Plant biotechnology is an essential component of agricultural engineering, small molecule synthesis, and bioenergy efforts. Maximizing the throughput of producing and testing genetically engineered plants is important for both academic research and the agro-industry, and requires a toolset that is (i) plant species-independent, and (ii) capable of high performance despite the physical barriers presented in intact plant tissues, such as the plant cell wall. Currently used plant biotic delivery tools limit the range of plant species that can be transformed, and in the case of biolistic delivery, exhibit low transformation efficiencies and tissue damage due to the use of high force. Furthermore, both methods yield uncontrolled and random transgene integration into the plant nuclear genome, which then elicits strict genetically modified organism (GMO) regulatory purview and public concern for consumption. To-date, there has yet to be a plant transformation method that enables high-efficiency gene delivery, without transgene integration, in a plant species-independent manner.
I have recently shown it is possible to introduce DNA and RNA into intact plant cells without external force with engineered nanomaterials that are below the plant cell wall size-exclusion limit of ~20 nm. Among these nanomaterials, carbon nanotubes (CNTs) possess several optimal criteria for gene delivery into intact plants: high aspect ratio, exceptional tensile strength, biocompatibility, and biomolecular cargo protection from cellular degradation. In this dissertation, I describe a CNT-based gene delivery platform which can efficiently deliver plasmid or linear DNA into both model and agriculturally-relevant crop plants, without mechanical aid, in a non-toxic and non-integrating manner. Notably, this combination of features is not attainable with existing plant transformation approaches. CNT gene delivery enables strong transient expression of reporter and functional proteins without DNA integration in dicot species Nicotiana benthamiana (model), Eruca sativa (arugula, non-model), Gossypium hirsutum (cotton, non-model, hard to transform), and in monocot species Triticum aestivum (wheat, non-model). This technology can be used to deliver CRISPR/Cas9 gene editing plasmids as a method to achieve stable genome editing in plants while circumventing GMO labeling, through the transient expression of a nuclease protein and guide RNA in model and crop plants.

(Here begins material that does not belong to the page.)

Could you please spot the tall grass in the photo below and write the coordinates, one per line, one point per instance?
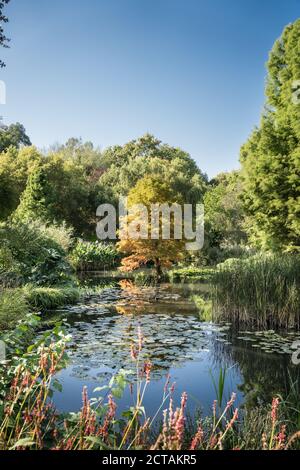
(262, 291)
(29, 420)
(13, 307)
(50, 297)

Moreover, CNTs with different surface chemistries are developed and used to deliver other important biomolecules, such as small interfering RNAs, for efficient DNA-free gene knock-down applications in intact plants. In a separate study, I systematically investigated the effect of certain nanomaterial parameters (shape, size, aspect ratio, stiffness, and cargo attachment loci) on plant cell internalization, and gene silencing pathways and efficiencies using easily programmable DNA nanostructures as nanomaterial scaffolds. Additionally, in this dissertation, I demonstrate how these nanomaterials not only facilitate biomolecule transport into plant cells but also protect polynucleotides from nuclease degradation inside the cells, which increase their efficiencies and permit the usage of a lower cargo dose.
CNT-based plant transformation is a breakthrough for biotechnology applications where transient protein expression without gene integration is desired, such as the delivery of CRISPR/Cas9 cargoes to achieve permanent genome editing. Furthermore, CNT-based gene delivery is rapid, cost-effective, amenable to multiplexing and can aid high-throughput screening in mature plants. This enables (i) rapid identification of genotypes that result in desired phenotypes, (ii) mapping and optimization of plant biosynthetic pathways, and (iii) maximization of plant-mediated therapeutics synthesis. Therefore, nanomaterials promise to overcome the long-standing plant genome engineering limitations in a species-independent and non-integrating manner and can newly enable variety of different life sciences applications.